Baldwin, who said he texted Harvin his best wishes, has pushed on from the conflicts.
“When you spent 12 to 14 hours with these guys every day, you’re not going to like everybody,” he said. “You’re not going to agree about everything.
“However, the biggest problem we have in media is with every loss, everything is magnified. When you win, everything gets covered up. It’s just the nature of the business.”
In other words, there was plenty of workplace crankiness last season, but 16-3 obscured nearly all of it.
What deserved some magnification Sunday was that for parts of the game, the offense was down to a third-string tight end, a third-string center, a second-string fullback and was missing its most explosive player. Yet they were a couple of inches from a two-point conversion and a tie.
As a factor in game strategy, the absence of Harvin was the least of offensive coordinator Darrell Bevell’s problems.
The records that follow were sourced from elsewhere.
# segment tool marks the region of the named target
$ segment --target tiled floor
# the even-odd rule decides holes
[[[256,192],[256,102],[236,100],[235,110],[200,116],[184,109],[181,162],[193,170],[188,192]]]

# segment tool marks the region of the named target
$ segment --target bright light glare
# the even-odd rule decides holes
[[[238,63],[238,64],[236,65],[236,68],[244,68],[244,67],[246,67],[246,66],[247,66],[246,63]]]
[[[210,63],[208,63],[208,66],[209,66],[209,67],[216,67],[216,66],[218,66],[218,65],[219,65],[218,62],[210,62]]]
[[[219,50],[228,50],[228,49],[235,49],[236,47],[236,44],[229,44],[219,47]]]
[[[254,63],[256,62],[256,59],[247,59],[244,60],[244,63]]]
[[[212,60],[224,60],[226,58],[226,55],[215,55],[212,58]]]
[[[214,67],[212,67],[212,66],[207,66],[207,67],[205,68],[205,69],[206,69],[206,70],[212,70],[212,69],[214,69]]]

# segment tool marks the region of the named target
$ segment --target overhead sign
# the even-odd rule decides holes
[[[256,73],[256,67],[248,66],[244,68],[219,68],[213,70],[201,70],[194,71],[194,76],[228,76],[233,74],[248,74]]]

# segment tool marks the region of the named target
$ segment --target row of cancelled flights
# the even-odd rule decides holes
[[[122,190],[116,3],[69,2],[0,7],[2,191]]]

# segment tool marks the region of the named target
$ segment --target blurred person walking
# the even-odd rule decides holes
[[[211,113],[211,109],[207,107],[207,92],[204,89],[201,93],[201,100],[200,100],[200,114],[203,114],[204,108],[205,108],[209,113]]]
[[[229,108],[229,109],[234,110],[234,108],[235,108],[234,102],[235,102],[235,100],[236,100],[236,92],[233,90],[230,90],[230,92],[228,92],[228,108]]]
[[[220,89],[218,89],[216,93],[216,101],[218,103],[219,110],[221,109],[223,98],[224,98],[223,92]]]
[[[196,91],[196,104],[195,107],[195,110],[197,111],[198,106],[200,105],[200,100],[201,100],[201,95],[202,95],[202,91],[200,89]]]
“The game was tough as it was,” he said. “The fullback, the tight end, shuffling groups. We had to be flexible.
“We just flopped around a little at first. We had some mental mistakes.”
Bevell, who was coaching in Minnesota when Harvin began his career with the Vikings, was careful to avoid laying blame upon Harvin, whose reported insubordination had to have been the biggest issue for him.
“I was disappointed, you know,” he said. “I was disappointed. I did have a history with him, and I thought it would be a different outcome. But I guess that’s just the way it went.
“I think we have a phenomenal atmosphere here. It’s led by Coach Carroll. I think he gives the guys great freedom to be who they want to be. I think he sets the tone for the whole program. It’s an upbeat program. Obviously we are very positive here.”
Now that the coaches and players are getting past the Friday afternoon bushwhack of a premier player, all they need to do is win a game to prove they are over themselves.
Baldwin: Lynch ‘mutiny’ untrue
Baldwin offered no corrections to the minutes regarding coverage of the Harvin trade that was the talk of the NFL nation. Except for one thing.
Regarding the report that Lynch was reluctant to get on the bus to the airport after learning of the trade, he said, “Let me clear that up – that’s stupid.
“He went to ask somebody, and found out it was true, and got back on the bus. There was no hesitation.”
Asked about the sports debate between talent and chemistry and whether it is possible to have addition by subtraction, Baldwin paused and offered a small smile.
That’s a good question,” he said. “I don’t have an answer.”